Differentiation with respect to a matrix (residual sum of squares)?

9.3k Views Asked by At

I've never heard of differentiating with respect to a matrix. Let $\mathbf{y}$ be a $N \times 1$ vector, $\mathbf{X}$ be a $N \times p$ matrix, and $\beta$ be a $p \times 1$ vector. Then the residual sum of squares is defined by $$\text{RSS}(\beta) = \left(\mathbf{y}-\mathbf{X}\beta\right)^{T}\left(\mathbf{y}-\mathbf{X}\beta\right)\text{.}$$ The Elements of Statistical Learning, 2nd ed., p. 45, states that when we differentiate this with respect to $\beta$, we get $$\begin{align} &\dfrac{\partial\text{RSS}}{\partial \beta} = -2\mathbf{X}^{T}\left(\mathbf{y}-\mathbf{X}\beta\right) \\ &\dfrac{\partial^2\text{RSS}}{\partial \beta\text{ }\partial \beta^{T}} = 2\mathbf{X}^{T}\mathbf{X}\text{.} \end{align}$$ I mean, I could look at $\mathbf{y}$ and $\mathbf{X}$ as "constants" and $\beta$ as a variable, but it's unclear to me where the $-2$ in $\dfrac{\partial\text{RSS}}{\partial \beta}$ comes from, and why we would use $\beta^T$ for the second partial.

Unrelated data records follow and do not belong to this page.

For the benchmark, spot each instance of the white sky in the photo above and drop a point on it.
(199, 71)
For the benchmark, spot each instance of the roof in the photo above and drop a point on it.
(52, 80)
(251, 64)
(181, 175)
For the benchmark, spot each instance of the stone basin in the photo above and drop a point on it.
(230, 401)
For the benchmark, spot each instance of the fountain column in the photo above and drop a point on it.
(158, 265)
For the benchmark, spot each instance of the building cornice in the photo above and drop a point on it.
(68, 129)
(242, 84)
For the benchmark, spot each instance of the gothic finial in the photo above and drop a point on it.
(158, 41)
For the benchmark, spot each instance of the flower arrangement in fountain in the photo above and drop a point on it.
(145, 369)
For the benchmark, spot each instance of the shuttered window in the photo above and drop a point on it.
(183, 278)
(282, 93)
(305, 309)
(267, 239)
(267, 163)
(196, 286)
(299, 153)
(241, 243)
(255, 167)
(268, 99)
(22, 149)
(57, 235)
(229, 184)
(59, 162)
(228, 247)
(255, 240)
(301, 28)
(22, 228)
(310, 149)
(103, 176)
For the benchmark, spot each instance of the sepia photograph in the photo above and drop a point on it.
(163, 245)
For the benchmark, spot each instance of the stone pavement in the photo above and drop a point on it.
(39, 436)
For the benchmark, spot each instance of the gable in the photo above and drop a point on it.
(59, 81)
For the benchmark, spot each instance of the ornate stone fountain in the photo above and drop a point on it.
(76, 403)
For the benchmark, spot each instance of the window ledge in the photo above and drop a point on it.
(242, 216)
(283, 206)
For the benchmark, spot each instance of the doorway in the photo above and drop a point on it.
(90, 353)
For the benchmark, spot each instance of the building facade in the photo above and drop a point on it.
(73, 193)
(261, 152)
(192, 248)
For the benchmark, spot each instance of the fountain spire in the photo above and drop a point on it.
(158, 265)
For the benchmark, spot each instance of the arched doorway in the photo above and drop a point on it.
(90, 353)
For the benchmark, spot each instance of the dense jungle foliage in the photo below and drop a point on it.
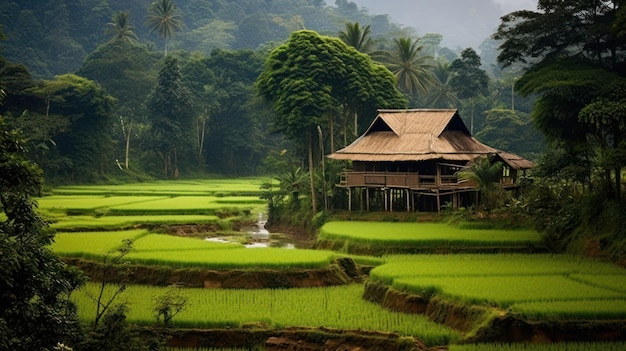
(114, 91)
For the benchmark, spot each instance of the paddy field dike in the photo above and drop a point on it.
(356, 284)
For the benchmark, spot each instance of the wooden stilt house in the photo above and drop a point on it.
(408, 160)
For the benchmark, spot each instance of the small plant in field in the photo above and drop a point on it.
(110, 268)
(167, 306)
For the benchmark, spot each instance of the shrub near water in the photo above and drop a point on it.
(334, 307)
(91, 244)
(244, 258)
(564, 346)
(116, 222)
(536, 286)
(422, 234)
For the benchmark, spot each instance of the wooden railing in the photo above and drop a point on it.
(397, 180)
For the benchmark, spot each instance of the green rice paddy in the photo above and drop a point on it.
(535, 286)
(333, 307)
(562, 346)
(423, 234)
(94, 220)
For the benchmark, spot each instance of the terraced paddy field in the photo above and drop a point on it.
(355, 286)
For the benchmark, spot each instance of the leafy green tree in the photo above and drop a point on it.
(36, 312)
(357, 37)
(512, 131)
(469, 79)
(169, 106)
(311, 75)
(165, 19)
(120, 28)
(235, 131)
(412, 70)
(486, 175)
(86, 143)
(442, 95)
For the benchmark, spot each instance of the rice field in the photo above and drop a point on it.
(423, 234)
(562, 346)
(238, 258)
(166, 250)
(211, 187)
(535, 286)
(87, 223)
(93, 220)
(333, 307)
(92, 244)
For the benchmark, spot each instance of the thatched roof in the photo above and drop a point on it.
(420, 135)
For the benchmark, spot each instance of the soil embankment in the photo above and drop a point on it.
(489, 324)
(301, 339)
(341, 271)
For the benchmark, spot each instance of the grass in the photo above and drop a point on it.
(210, 187)
(504, 291)
(487, 265)
(91, 244)
(261, 258)
(560, 346)
(423, 234)
(164, 242)
(536, 286)
(166, 250)
(334, 307)
(83, 203)
(113, 222)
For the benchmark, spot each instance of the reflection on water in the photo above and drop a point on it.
(257, 237)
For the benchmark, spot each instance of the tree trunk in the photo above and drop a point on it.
(201, 132)
(311, 175)
(126, 159)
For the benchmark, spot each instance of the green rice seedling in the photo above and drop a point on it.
(91, 244)
(615, 282)
(244, 258)
(397, 266)
(164, 242)
(229, 186)
(184, 205)
(120, 222)
(243, 200)
(422, 234)
(505, 290)
(559, 346)
(84, 203)
(334, 307)
(586, 309)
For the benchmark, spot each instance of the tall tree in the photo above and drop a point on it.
(469, 79)
(311, 75)
(120, 28)
(411, 69)
(576, 50)
(357, 37)
(486, 175)
(36, 312)
(442, 94)
(86, 143)
(164, 18)
(170, 113)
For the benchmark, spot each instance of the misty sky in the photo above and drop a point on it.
(463, 23)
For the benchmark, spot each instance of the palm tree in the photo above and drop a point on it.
(120, 29)
(441, 94)
(412, 70)
(164, 18)
(486, 176)
(357, 38)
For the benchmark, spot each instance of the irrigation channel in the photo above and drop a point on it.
(257, 236)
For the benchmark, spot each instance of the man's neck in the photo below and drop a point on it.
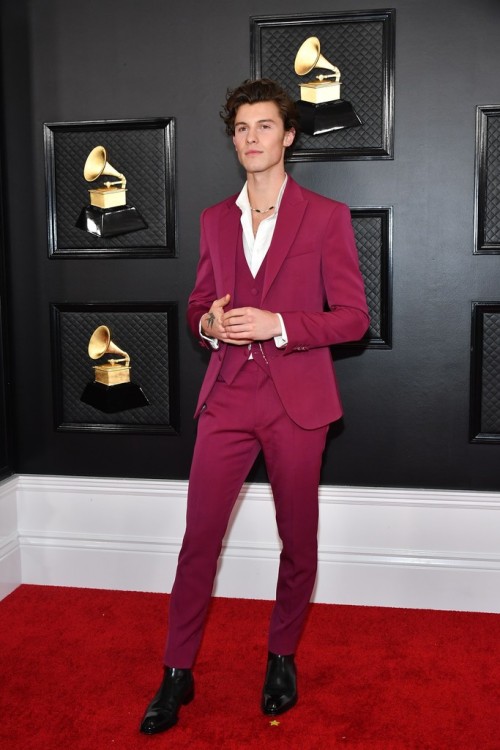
(263, 188)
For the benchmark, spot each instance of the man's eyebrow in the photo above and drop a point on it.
(264, 119)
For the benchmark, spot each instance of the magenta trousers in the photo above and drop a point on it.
(239, 421)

Any textbooks that cover this topic would be appreciated as well.

Side note: this is not homework. Please note that I graduated with an undergrad degree only, so assume that I've seen undergraduate real analysis, abstract algebra, and linear algebra for my pure mathematics background.

1

There are 1 best solutions below

2
On

So, what you have here is basically a functional. You're inputting a matrix ($\mathbf{X}$) and a couple vectors ($\mathbf{y}$ and $\beta$), then combining them in such a way that the output is just a number. So, what we need here is called a functional derivative.

Let $\epsilon > 0$ and $\gamma$ be an arbitrary $p \times 1$ vector, then $$\frac{\partial \text{RSS}}{\partial \beta} \equiv \lim_{\epsilon \to 0} \Big((\epsilon \gamma^T)^{-1}\big(\text{RSS}(\beta + \epsilon \gamma) - \text{RSS}(\beta)\big) \Big). $$

We're adding a small, arbitrary vector to $\beta$ and then seeing how that changes $\text{RSS}$. We 'divide' out this arbitrary vector at the end, and I've used the transpose here because $\beta$ and $\gamma$ enter the original functional as multiplication from the right, so coming from the left we use the transpose. All that is left is to evaluate these expressions.

$$\text{RSS}(\beta+\epsilon\gamma) = \left(\mathbf{y}-\mathbf{X}(\beta+\epsilon\gamma)\right)^{T}\left(\mathbf{y}-\mathbf{X}(\beta+\epsilon\gamma)\right) = \left((\mathbf{y}-\mathbf{X}\beta)^{T}-(\mathbf{X}\epsilon\gamma)^T)\right)\left((\mathbf{y}-\mathbf{X}\beta)-\mathbf{X}\epsilon\gamma)\right) $$ $$= (\mathbf{y}-\mathbf{X}\beta)^{T}(\mathbf{y}-\mathbf{X}\beta)-(\mathbf{y}-\mathbf{X}\beta)^{T}\mathbf{X}\epsilon\gamma-(\mathbf{X}\epsilon\gamma)^T(\mathbf{y}-\mathbf{X}\beta)+(\mathbf{X}\epsilon\gamma)^T\mathbf{X}\epsilon\gamma $$ $$=\text{RSS}(\beta)- \epsilon \big((\mathbf{y}-\mathbf{X}\beta)^{T}\mathbf{X}\gamma+(\mathbf{X}\gamma)^T(\mathbf{y}-\mathbf{X}\beta)\big) + \epsilon^2 (\mathbf{X}\gamma)^T\mathbf{X}\gamma $$ So, $$\frac{\text{RSS}(\beta + \epsilon \gamma) - \text{RSS}(\beta)}{\epsilon \gamma^T} = \frac{-\big((\mathbf{y}-\mathbf{X}\beta)^{T}\mathbf{X}\gamma+(\mathbf{X}\gamma)^T(\mathbf{y}-\mathbf{X}\beta)\big) + \epsilon (\mathbf{X}\gamma)^T\mathbf{X}\gamma}{\gamma^T}. $$

The third term, than, does not survive in the limit and we are left with $$\frac{-\big((\gamma^T \mathbf{X}^T(\mathbf{y}-\mathbf{X}\beta))+(\gamma^T \mathbf{X}^T(\mathbf{y}-\mathbf{X}\beta))^T\big)}{\gamma^T} $$

However, since both of these terms are just $1 \times 1$ matrices, A.K.A. scalars, then the term and its transpose are equal and we are left with $$\frac{\partial \text{RSS}}{\partial \beta} = -2 \mathbf{X}^T(\mathbf{y}-\mathbf{X}\beta) $$